Pieces of one of the planes that crashed into the World Trade Center, a mangled antenna from the top of the North Tower, a wallet containing a Sainsbury's reward card, a fire truck with its cab shorn off.

These are some of the artefacts in the National September 11 Memorial Museum, set to open in New York on 21 May.

fire truck
Remains of a New York City Fire Department Ladder Company 3 truck AFP

By turns chilling and heartbreaking, the Ground Zero museum leads people on an unsettling journey through the 9/11 terror attacks. There are scenes of horror, including videos of the skyscrapers collapsing and people falling from them, but there also are symbols of heroism, ranging from damaged fire trucks to the wristwatch of one of the airline passengers who confronted the hijackers.

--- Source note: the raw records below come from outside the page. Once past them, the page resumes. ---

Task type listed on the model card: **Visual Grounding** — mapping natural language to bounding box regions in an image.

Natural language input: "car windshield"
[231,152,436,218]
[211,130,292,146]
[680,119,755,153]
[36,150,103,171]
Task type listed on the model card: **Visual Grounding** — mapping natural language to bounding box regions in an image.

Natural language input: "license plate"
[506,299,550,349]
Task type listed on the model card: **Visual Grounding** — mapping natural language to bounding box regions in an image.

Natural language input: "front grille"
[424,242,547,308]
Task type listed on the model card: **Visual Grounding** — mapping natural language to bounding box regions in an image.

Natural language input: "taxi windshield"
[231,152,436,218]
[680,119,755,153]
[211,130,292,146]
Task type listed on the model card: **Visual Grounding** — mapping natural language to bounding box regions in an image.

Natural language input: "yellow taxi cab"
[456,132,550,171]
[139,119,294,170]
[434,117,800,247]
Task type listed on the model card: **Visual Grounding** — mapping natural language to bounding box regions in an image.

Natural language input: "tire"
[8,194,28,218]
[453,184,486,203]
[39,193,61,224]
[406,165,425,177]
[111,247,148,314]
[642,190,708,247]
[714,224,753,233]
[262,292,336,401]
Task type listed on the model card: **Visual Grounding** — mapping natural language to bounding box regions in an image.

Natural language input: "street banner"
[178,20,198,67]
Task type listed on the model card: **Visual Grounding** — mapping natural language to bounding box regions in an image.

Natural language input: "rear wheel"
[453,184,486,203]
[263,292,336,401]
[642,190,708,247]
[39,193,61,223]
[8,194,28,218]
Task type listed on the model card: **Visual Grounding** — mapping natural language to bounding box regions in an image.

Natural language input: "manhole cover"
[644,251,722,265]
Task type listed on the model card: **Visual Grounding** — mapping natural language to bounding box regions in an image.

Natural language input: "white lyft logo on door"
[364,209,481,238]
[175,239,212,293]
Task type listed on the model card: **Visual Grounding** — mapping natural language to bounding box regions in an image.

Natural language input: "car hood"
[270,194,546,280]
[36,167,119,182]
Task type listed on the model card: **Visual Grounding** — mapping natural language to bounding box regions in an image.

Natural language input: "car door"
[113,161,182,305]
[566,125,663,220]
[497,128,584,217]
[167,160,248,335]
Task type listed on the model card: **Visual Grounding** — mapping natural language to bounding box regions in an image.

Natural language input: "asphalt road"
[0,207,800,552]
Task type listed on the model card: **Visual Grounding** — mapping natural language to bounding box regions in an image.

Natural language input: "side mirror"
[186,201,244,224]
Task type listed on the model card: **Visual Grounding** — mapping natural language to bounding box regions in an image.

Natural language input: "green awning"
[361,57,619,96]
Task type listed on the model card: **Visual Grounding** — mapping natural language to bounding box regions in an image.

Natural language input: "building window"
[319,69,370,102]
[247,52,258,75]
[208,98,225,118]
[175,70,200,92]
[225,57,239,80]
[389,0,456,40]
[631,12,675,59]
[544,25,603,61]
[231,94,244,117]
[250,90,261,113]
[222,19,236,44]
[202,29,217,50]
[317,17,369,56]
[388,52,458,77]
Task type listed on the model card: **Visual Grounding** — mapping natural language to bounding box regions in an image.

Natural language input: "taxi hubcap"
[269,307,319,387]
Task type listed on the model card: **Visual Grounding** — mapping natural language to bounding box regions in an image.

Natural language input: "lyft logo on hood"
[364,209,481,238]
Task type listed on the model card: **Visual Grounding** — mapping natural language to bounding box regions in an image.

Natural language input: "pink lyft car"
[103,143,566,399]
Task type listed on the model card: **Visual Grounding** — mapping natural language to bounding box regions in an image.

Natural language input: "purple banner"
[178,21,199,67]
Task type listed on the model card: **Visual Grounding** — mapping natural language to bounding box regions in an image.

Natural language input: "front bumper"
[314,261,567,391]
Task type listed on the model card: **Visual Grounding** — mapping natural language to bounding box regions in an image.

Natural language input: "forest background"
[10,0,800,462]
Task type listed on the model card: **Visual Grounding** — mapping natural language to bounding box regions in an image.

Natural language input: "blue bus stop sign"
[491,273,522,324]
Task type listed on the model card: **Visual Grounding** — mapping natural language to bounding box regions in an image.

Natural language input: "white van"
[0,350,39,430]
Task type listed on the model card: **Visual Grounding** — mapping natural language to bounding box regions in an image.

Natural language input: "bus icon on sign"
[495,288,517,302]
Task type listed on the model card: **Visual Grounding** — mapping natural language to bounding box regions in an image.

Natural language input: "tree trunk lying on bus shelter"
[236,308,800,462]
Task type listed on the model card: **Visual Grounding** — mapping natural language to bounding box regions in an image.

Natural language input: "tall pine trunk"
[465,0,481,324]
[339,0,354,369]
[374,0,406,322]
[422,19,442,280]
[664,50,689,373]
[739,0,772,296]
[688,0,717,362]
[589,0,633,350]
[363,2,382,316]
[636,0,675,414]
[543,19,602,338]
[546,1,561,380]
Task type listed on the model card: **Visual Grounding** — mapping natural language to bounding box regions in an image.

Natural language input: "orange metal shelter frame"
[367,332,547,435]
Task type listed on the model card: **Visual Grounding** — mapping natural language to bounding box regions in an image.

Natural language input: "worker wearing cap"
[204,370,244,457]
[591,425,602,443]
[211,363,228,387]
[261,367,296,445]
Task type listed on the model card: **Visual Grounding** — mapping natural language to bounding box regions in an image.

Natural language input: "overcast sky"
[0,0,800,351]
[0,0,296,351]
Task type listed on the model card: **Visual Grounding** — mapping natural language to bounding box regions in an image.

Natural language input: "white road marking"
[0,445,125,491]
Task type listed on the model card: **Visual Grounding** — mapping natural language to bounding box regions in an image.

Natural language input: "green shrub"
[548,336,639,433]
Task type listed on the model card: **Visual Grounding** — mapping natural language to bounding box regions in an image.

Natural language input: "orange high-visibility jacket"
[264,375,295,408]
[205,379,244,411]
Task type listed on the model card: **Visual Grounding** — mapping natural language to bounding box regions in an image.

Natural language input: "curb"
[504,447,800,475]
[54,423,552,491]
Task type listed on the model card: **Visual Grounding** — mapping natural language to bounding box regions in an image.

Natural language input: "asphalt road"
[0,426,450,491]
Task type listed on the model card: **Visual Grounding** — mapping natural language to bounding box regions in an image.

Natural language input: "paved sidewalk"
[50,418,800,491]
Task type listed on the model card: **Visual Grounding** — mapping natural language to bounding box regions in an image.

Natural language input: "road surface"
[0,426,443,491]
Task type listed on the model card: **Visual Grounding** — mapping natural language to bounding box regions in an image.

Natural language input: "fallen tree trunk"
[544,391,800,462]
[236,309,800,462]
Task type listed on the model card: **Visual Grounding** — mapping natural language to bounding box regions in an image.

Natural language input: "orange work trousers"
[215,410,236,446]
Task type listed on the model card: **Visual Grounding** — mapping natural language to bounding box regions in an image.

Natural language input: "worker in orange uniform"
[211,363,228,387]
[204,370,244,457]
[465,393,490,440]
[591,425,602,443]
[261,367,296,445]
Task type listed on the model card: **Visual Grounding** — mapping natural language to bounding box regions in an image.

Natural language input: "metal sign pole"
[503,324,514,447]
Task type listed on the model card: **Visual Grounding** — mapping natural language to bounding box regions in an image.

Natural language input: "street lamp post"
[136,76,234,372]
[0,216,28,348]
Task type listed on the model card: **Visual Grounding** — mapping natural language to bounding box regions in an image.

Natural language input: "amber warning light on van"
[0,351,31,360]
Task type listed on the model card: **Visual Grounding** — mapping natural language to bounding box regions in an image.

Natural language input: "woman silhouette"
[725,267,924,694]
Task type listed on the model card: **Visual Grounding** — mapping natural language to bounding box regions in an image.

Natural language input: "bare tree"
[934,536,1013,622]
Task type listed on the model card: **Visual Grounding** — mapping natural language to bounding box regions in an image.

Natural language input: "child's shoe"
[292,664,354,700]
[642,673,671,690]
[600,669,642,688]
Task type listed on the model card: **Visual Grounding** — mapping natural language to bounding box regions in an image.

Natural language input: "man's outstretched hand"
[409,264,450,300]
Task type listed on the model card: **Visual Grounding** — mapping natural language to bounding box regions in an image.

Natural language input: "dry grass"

Visitors enter into an airy pavilion where the rusted tops of two of the World Trade Center's trident-shaped columns shoot upward. From there, museum-goers descend stairs and ramps, passing through a dark corridor filled with the voices of people remembering the day and past the battered "survivors' staircase" which hundreds used to escape the burning towers.

At the base level, amid remnants of the skyscrapers' foundations, galleries plunge visitors into the chaos of the attacks: fragments of planes, dust-covered shoes of those who fled the skyscrapers' collapse, damaged firefighters' helmets, and the sounds of emergency radio transmissions and office workers calling loved ones.

The project was marked by construction problems, financial squabbles and disputes over the appropriate way to honour the nearly 3,000 people killed in New York, Washington and the Pennsylvania countryside.